Even the theory behind that type of training is skewed toward leaders and the belief that better and more effective leaders will bring out the best in subordinates, improving performance, engagement and retention. That begs a couple of questions…

  • What happens if a leader is ineffectual… even bad, authoritarian or harsh and critical of subordinates
  • And what if you’re a subordinate outside of Kelley’s Exemplary status? Does that mean you intrinsically possess negative characteristics or is your followership a result of an ineffective leader – perhaps even a toxic work environment?

The High Cost of Leadership Obsession

In this environment, companies are paying top dollar for all this training – according to ResearchandMarkets.com, as much as $352.66 billion in 2024 with leadership development programs about 20% to 25% of that, or almost $90 billion.

And there’s more, organizations pony up more money when people don’t know how to follow effectively. The litany includes…

  • Passive followers need constant supervision
  • Conformists overlook the early warning signs of costly errors
  • Alienated thinkers stay disengaged
  • Pragmatics stall progress
  • Leaders get burned out covering the gaps – and so do followers when they become disgruntled, minimizing performance, productivity, and value driven outcomes.

These aren’t soft costs. They show up in turnover, missed deadlines, and leadership and employee burnout that all directly impact your bottom line. Poor followership, then, isn’t just inefficient. It’s expensive.

The Followership Audit: Your GSD Blueprint

Our Operational Renovation solutions address these deficits to, quite frankly, enable you and your teams to get shit done (GSD)! We thoroughly assess your operations through our dual lens approach: Mechanical and Behavioral. We evaluate…

  • Your systems, your tech, and your workflows (Mechanical)
  • Your mindsets, work styles, communications, collaboration, your environment whether psychologically safe or authoritarian (Behavioral)
  • Your lack of an Agile environment (Mechanical and Behavioral)

Together, our appraisal reveals…

  • Over-supervision hotspots
  • Untapped critical thinkers
  • Costly blind spots
  • Ineffectual leadership
  • Inattention to followership

You’ll have better overall employee development – and that includes leaders and followers– improved team effectiveness and enhanced organizational performance. This is how you renovate operations and move to clarity, purpose, mastery, and ultimately autonomy…how you become an agile organization ready to compete in today’s complex marketplace.

From Audit to Agility

When followership is dialed in, performance is optimized.

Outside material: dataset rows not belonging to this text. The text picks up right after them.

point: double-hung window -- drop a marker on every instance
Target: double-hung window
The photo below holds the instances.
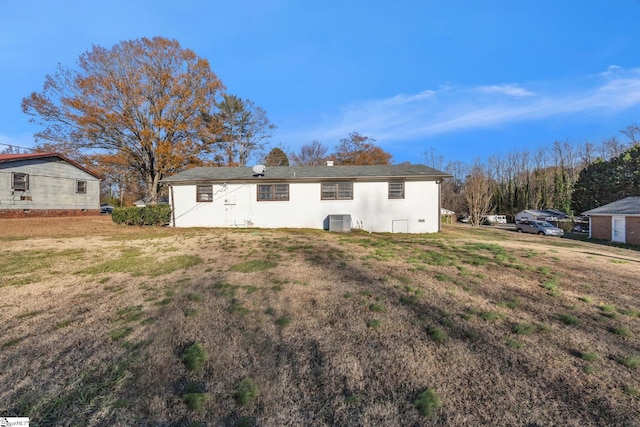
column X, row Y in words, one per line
column 396, row 189
column 273, row 192
column 19, row 181
column 336, row 191
column 81, row 187
column 204, row 193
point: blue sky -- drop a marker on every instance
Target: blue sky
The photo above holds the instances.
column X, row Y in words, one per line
column 466, row 79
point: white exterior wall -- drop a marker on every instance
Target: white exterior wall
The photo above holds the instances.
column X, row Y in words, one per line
column 370, row 209
column 52, row 185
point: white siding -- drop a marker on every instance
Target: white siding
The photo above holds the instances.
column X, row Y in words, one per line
column 370, row 209
column 52, row 185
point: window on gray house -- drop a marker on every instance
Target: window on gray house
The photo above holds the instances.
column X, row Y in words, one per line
column 396, row 189
column 204, row 193
column 19, row 181
column 337, row 191
column 273, row 192
column 81, row 187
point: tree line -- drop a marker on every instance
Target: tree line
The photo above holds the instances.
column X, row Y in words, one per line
column 569, row 177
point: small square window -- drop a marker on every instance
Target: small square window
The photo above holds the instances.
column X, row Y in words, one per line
column 19, row 181
column 396, row 189
column 204, row 193
column 273, row 192
column 81, row 187
column 336, row 191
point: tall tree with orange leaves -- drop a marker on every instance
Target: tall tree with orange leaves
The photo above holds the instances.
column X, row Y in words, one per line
column 148, row 103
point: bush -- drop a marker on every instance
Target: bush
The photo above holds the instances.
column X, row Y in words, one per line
column 148, row 215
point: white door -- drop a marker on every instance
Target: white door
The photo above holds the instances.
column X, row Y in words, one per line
column 617, row 229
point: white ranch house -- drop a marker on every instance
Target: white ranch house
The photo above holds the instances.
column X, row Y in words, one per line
column 46, row 184
column 384, row 198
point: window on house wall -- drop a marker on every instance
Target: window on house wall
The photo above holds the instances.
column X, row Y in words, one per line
column 396, row 189
column 19, row 181
column 81, row 187
column 204, row 193
column 273, row 192
column 337, row 191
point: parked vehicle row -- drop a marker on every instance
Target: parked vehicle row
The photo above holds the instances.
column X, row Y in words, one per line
column 539, row 227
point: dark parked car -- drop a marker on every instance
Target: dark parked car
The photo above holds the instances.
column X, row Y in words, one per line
column 539, row 227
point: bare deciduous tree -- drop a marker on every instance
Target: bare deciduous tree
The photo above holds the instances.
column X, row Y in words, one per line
column 478, row 193
column 312, row 154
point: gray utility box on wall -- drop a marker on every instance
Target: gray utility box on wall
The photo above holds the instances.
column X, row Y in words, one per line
column 340, row 223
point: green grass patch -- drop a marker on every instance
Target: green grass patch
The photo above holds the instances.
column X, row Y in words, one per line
column 551, row 285
column 191, row 312
column 12, row 341
column 409, row 299
column 130, row 314
column 427, row 403
column 632, row 391
column 622, row 331
column 133, row 262
column 253, row 266
column 246, row 392
column 515, row 344
column 195, row 401
column 589, row 356
column 590, row 369
column 568, row 319
column 353, row 399
column 120, row 333
column 377, row 308
column 29, row 314
column 631, row 362
column 374, row 324
column 63, row 324
column 609, row 310
column 195, row 297
column 284, row 320
column 524, row 329
column 443, row 277
column 490, row 316
column 437, row 335
column 510, row 303
column 195, row 356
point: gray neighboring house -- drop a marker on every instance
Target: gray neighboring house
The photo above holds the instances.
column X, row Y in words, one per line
column 618, row 221
column 46, row 184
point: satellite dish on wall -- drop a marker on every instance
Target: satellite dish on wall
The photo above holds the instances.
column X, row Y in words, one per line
column 258, row 170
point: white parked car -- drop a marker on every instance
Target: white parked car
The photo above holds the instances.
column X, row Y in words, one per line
column 539, row 227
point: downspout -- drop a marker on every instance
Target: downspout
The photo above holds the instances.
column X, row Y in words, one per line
column 439, row 206
column 173, row 207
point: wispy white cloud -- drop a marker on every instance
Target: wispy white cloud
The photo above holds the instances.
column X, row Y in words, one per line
column 450, row 109
column 506, row 89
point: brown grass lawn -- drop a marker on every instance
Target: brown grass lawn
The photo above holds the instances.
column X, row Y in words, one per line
column 332, row 329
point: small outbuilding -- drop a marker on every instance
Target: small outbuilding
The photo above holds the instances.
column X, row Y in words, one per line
column 618, row 221
column 46, row 184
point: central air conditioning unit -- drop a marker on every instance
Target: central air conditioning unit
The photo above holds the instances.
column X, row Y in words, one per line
column 340, row 223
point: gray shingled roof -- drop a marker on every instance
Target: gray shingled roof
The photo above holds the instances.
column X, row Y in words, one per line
column 627, row 206
column 294, row 173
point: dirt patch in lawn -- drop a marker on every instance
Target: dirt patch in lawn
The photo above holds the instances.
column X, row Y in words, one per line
column 329, row 329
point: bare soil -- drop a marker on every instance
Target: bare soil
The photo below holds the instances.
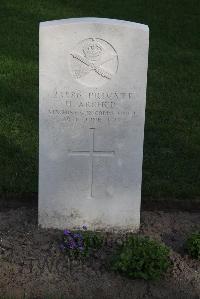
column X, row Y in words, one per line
column 33, row 266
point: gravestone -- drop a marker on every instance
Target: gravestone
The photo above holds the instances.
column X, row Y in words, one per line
column 93, row 75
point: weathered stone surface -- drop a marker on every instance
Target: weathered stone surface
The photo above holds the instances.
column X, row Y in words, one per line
column 92, row 110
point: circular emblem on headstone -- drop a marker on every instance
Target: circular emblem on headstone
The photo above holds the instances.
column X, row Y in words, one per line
column 93, row 62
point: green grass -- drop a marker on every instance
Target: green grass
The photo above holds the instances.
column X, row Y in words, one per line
column 172, row 132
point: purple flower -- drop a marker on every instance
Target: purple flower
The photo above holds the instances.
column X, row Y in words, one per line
column 78, row 236
column 62, row 247
column 67, row 232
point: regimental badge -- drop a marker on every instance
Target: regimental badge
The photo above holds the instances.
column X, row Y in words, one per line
column 93, row 62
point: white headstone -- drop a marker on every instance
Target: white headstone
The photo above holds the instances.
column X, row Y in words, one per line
column 93, row 75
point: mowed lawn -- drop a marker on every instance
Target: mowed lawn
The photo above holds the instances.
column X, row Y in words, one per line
column 171, row 165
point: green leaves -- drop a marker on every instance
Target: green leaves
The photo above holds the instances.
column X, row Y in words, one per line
column 140, row 257
column 193, row 245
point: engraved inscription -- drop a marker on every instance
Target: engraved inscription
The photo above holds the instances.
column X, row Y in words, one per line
column 92, row 153
column 93, row 62
column 76, row 108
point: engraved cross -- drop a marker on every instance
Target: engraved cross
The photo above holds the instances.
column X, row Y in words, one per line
column 92, row 153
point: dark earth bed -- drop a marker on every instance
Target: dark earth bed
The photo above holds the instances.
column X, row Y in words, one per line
column 32, row 265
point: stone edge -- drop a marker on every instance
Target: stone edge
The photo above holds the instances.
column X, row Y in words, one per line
column 88, row 20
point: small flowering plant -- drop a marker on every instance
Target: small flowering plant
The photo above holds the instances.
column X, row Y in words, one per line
column 80, row 243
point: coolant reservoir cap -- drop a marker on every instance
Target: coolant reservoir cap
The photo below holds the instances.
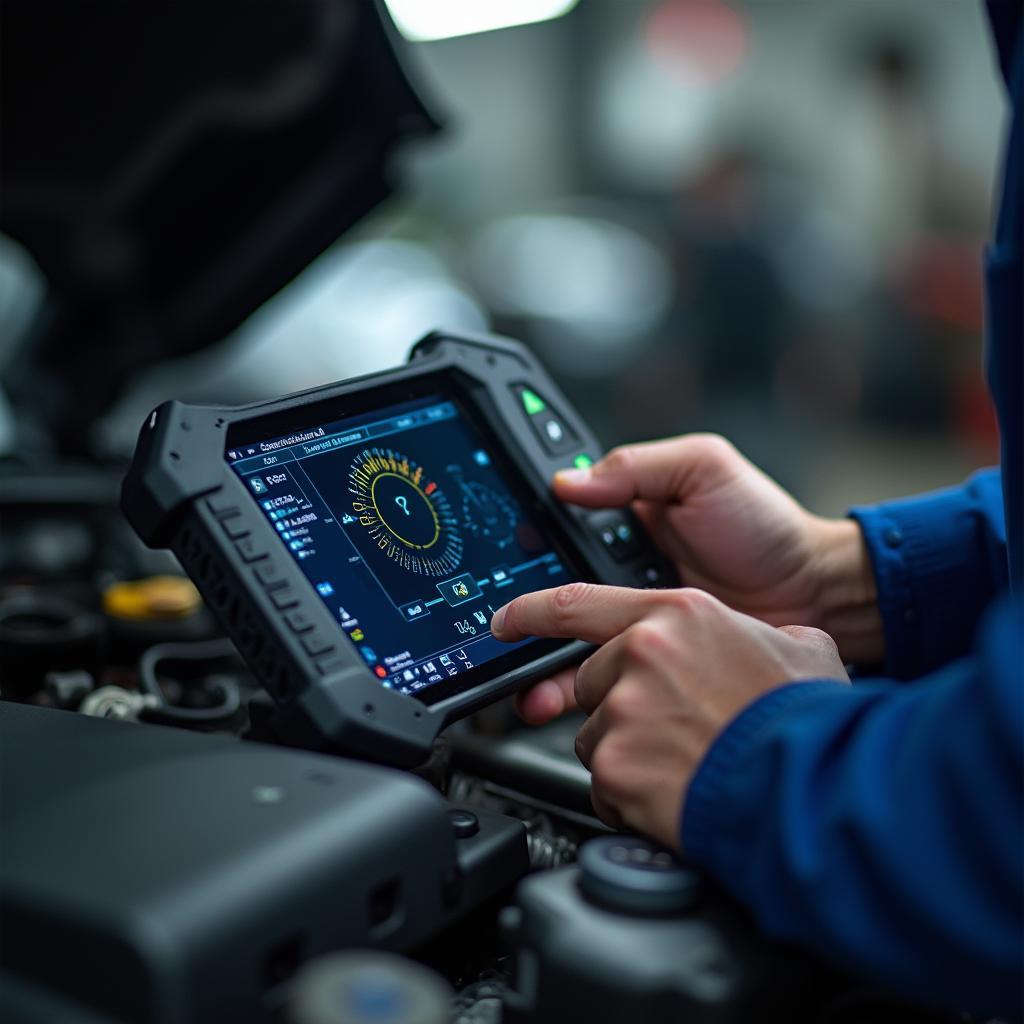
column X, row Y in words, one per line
column 628, row 872
column 158, row 597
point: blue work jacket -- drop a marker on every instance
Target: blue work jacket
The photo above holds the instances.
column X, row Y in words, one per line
column 883, row 823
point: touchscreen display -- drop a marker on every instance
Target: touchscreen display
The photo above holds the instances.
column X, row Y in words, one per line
column 409, row 529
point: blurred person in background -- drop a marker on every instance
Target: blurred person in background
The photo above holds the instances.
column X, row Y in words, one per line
column 881, row 823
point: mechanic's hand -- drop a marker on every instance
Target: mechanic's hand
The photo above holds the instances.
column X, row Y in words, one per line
column 676, row 667
column 734, row 532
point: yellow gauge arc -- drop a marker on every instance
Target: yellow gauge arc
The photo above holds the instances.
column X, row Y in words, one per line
column 387, row 522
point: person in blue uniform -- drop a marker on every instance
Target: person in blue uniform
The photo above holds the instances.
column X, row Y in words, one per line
column 882, row 822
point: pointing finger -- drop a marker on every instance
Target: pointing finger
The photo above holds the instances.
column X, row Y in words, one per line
column 580, row 610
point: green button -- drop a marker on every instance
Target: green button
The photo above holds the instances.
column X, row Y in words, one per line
column 534, row 403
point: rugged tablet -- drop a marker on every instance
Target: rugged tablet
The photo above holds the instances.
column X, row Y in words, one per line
column 354, row 540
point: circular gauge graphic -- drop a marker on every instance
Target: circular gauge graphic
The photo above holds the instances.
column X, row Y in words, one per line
column 487, row 515
column 406, row 514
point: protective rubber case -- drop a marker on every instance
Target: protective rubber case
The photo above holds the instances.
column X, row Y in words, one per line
column 180, row 494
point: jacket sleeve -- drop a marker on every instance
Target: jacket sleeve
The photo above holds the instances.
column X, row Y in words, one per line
column 883, row 822
column 939, row 561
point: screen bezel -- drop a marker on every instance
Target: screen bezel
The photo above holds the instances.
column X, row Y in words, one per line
column 443, row 386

  •  Teams move faster and self-manage
  • Ideas flow more freely
  • Engagement and retention increase
  • Collaboration and open communication thrive because of a real psychologically safe environment

This is what business agility looks like – and how it performs.

Leaders: Know Your Followers

Great leaders adjust their style to meet people where they are: Alienated followers need purpose

  • Conformists thrive with autonomy coaching
  • Pragmatics drive change when activated

Because here’s the real takeaway: It’s not about being the boss. It’s about being the kind of human people want to follow.

This is how you future-proof your business.

Today’s rising workforce wants clarity, contribution, and recognition and a company that’s mission driven. Companies that elevate followership giving it a strategic value equal to leadership will build cultures designed to adapt, innovate, and thrive.

At Slide3, we call this operational renovation. It’s values-driven, people-centric, and built to Get Things Done. We envision it as the future of work.

Call us if that’s your vision too.

The opportunity cost of inaction grows daily. Because in an economy that rewards adaptation, renovation, personalization, and increasingly purpose, the risk of standing still is higher than the risk of change.